Now we are going to measure it in our frontline renal cancer study with the Kidney Cancer Consortium, but we're not going to gate on it. We're not going to exclude people based on it. As you recall, in patients with metastatic recurrent disease, it's about half of the patients that are positive for this gene signature.

Now in the frontline setting, there's a lot to be learned. I don't know how common it will be in the frontline and its predictive value could be different, which is why we don't want to gate on it. We need to collect that information. And so we'll have outcomes on patients, who are Adenosine Gene Signature positive and negative. And we'll see.

(Operator Instructions) Our next question is from Arthur He with H.C. Wainwright.

Richard and Leiv, so I just want to follow up on the trial for the first-line lung cancer. I believe for AstraZeneca the COAST study, it was the Stage III lung cancer patients. And if I recall correctly, you mentioned the Stage IV. So could you walk us through your thought in processing how to -- why you chose the Stage IV versus Stage III for this trial?

Sure. So the reason -- one of the reasons AstraZeneca did Stage III lung cancer is, because durvalumab, their anti-PD-L1 was approved for Stage III front line. So it was more a business reason than anything else. And they -- while being a dominant anti-PD-1 for Stage III, it is not a dominant antibody for Stage IV.

Stage IV is far more common, by the way. Stage IV diseases is metastatic disease. And that's way more common. Stage III is patients who have locally advanced disease. They get chemotherapy and radiotherapy, and then they went on adjuvant durvalumab or durvalumab oleclumab.

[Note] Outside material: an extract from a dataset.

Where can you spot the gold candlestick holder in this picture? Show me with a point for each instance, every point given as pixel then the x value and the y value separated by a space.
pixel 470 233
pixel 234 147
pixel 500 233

So it's a very different clinical setting. It's a little earlier, but there would be no reason to think that the biology -- that the immunobiology of the lung cancer cells in Stage III versus Stage IV is different.

We selected Stage IV, because it's far more common. We have some responses we've seen in metastatic disease with mupa alone and in patients who have failed PD-1s, and we're going to put -- partner our mupa with pembrolizumab, which is -- as you know, is approved -- is an approved agent for Stage IV lung cancer. So those are the reasons.

It's not really AZ's focus on Stage III. It has to do with the fact that, that's where they found their position, back a couple of years ago with their PACIFIC trial. Okay?

Got you. And I'm just curious for the potential registration trial for mupa for the first-line lung cancer. Are you guys open to the design to including even possible for the triplet including the cifro?

I'm sorry, the triplet, including what?

Ciforadenant.

Adding the A2A blocker to it?

Yes.

We would be open to considering it, but I mean, right now, we have -- this is a pretty straightforward design, both for our Phase II and potential Phase III. It's pembro and chemo, which is approved for all Stage IV lung cancer, except for the EGFR and ALK mutations and adding mupa on top of that. Now if you want to have 2 experimental agents on top of it, that gets a little bit more complicated.

All right. Okay. First, thank you all for participating in the call. We look forward to updating you on our future progress. Thank you very much.

Thank you. This does conclude today's conference. You may disconnect your lines at this time, and thank you for your participation.